-
Notifications
You must be signed in to change notification settings - Fork 209
New issue
Have a question about this project? Sign up for a free GitHub account to open an issue and contact its maintainers and the community.
By clicking “Sign up for GitHub”, you agree to our terms of service and privacy statement. We’ll occasionally send you account related emails.

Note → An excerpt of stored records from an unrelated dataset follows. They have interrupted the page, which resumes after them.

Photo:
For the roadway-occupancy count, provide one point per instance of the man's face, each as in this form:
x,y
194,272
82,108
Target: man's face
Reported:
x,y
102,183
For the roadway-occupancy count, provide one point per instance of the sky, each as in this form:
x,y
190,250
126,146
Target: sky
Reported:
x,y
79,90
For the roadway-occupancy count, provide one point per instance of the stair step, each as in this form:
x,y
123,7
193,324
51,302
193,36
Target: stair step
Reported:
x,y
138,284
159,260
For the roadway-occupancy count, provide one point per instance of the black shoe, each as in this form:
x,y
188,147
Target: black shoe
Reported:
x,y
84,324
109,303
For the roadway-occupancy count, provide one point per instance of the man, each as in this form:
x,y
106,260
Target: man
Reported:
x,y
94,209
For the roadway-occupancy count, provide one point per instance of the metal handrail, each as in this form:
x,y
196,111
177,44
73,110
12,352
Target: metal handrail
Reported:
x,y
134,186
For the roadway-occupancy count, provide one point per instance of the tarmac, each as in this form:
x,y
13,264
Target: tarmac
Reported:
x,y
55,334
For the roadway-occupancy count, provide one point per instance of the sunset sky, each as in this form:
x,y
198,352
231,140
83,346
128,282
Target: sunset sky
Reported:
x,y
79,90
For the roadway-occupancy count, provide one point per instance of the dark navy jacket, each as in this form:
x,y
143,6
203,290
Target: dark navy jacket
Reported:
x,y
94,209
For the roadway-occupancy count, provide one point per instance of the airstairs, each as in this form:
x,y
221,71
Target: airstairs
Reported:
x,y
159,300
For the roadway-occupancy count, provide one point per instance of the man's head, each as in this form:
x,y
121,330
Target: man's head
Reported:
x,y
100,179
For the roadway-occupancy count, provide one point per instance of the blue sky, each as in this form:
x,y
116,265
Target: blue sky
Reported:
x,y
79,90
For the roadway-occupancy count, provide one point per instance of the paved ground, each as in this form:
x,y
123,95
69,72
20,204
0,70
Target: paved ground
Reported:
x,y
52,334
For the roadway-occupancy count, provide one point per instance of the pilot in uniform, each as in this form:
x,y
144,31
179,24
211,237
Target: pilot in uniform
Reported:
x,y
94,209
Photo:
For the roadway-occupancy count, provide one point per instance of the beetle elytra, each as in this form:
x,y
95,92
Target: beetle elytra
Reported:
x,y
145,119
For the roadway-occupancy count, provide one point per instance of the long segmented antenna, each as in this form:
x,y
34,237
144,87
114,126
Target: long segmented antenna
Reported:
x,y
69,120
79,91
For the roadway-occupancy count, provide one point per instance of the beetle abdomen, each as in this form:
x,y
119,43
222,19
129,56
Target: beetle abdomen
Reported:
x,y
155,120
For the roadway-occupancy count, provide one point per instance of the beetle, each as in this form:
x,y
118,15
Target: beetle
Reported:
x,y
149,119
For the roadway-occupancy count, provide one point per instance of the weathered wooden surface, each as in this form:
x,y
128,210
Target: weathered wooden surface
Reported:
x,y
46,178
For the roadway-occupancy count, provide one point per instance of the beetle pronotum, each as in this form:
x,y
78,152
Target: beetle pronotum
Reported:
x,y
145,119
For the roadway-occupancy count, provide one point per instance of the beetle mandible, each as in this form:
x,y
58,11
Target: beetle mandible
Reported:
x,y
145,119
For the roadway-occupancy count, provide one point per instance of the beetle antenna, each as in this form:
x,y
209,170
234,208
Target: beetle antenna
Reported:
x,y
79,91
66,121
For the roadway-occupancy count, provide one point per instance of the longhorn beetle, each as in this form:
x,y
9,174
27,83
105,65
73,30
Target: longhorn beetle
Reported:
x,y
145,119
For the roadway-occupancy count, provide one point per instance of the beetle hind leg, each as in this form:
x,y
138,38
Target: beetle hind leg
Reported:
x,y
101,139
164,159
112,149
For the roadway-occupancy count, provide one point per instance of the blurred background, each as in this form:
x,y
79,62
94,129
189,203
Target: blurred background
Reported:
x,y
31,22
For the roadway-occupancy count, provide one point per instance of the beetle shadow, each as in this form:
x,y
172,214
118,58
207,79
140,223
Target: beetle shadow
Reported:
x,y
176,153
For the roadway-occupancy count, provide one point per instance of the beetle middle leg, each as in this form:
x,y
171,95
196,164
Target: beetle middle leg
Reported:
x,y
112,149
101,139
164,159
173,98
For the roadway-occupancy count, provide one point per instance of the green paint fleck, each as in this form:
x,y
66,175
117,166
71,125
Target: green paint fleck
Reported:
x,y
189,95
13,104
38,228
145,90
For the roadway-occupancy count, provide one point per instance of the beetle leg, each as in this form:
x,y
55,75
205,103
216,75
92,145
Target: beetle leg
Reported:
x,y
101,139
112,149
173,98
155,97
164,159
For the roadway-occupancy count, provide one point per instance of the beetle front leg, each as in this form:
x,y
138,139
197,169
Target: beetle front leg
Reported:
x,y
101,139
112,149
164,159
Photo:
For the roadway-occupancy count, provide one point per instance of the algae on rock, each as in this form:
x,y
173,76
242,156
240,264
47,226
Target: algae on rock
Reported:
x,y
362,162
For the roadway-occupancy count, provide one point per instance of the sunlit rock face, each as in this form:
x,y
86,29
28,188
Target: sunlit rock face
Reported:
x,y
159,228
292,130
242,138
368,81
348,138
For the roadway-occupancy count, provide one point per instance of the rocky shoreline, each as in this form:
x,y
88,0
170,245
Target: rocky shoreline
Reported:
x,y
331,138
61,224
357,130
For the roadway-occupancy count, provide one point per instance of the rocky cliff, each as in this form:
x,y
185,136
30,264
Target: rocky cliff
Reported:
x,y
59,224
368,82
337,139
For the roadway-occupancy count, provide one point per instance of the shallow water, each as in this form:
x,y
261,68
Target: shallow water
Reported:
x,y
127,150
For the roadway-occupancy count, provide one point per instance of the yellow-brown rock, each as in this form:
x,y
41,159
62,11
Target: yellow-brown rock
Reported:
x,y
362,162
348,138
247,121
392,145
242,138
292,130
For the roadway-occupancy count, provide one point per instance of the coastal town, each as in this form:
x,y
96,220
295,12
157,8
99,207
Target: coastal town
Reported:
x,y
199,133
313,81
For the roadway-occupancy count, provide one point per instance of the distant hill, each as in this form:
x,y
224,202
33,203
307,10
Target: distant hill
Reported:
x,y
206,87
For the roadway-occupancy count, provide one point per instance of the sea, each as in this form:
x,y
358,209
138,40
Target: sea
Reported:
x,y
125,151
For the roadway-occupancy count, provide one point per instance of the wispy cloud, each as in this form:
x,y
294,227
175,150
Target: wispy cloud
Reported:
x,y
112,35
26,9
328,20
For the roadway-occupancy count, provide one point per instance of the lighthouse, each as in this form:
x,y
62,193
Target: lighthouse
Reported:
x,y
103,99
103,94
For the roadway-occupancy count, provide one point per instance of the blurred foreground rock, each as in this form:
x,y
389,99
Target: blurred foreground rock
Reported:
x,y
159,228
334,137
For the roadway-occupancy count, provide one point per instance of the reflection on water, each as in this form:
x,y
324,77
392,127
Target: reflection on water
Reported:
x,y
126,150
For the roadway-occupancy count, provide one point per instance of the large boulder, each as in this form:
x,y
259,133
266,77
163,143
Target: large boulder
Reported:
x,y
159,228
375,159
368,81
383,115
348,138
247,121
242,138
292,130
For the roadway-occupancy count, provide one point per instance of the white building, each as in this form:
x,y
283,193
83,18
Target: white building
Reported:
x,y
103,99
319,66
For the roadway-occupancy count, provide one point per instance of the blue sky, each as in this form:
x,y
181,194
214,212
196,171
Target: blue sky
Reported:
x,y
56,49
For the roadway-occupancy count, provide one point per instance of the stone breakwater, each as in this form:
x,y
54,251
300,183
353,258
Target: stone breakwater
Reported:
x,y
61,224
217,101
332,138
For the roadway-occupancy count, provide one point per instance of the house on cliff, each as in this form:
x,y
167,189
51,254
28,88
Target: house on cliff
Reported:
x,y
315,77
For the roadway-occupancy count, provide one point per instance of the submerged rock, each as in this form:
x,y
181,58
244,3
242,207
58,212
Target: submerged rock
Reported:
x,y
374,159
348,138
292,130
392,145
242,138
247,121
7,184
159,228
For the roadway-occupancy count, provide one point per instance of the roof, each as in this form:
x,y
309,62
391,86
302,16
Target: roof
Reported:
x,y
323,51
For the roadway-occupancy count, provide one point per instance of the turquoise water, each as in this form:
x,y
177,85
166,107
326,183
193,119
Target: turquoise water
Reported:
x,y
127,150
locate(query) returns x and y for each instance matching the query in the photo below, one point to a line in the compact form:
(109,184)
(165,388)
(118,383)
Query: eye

Already on GitHub? Sign in to your account
Download speed #1605
Comments
IIRC @MabezDev did some tests and the results where much, much better than your results. t.b.h. I haven't benchmarked it myself Maybe worth to try this with a different client (e.g. another PC) and see if what the WiFI and the server can do - just to rule that out |
i ruled out weak wifi connection by moving esp close to router. I'm using https://github.com/dheijl/swyh-rs as audio source, so i think i should be fine. I'll try to make some simple rust client to try the speed on my laptop, but maybe somebody will notice some configuration or other errors in my code. |
I also had the same problem the last two days. I wrote multiple benchmarks for download speeds. The code used is available here. Here is the result I got (on my PC I get speeds up to 25 MB/s on Wi-Fi, so the Wi-Fi is plenty fast): It seems that there is a bottleneck somewhere, as the download speed is very similar across download sizes. The esp32-s3, which I tested on, should be capable of 2.5 MB/s (20 Mbit/s). |
I tried downloading file from |
I'm on vacation right now but the weather is even worse than it was the other days - so I took my gaming laptop and an ESP32-C3 and had a look. I took the DHCP example and just changed the fetched URL, then added printing the duration and bytes downloaded - I got around 14000 bytes/second. Pretty bad. Changing the socket buffer and similar simple things got me to around 37000 bytes/second. Still not good. I tried a few things in
While the speed varies a lot (probably due to my crap access-point and the device not sitting exactly next to the AP) this is much better. Unfortunately, the changes are not in a shape that I can just make it a PR yet - will do that after my vacation since I also need to check a few things (e.g. increased memory usage, how it affects other chips). However, I think these numbers are quite promising. |
With esp-rs/esp-wifi-sys#233 it will be possible to configure various internals which got me much better performance. Finding the best values might be a trial-and-error thing however |
@bjoernQ do you happen to remember what settings were effective during your july trial? |
I think it was like this
|
FWIW the best I could achieve is still an order of magnitude slower than yours.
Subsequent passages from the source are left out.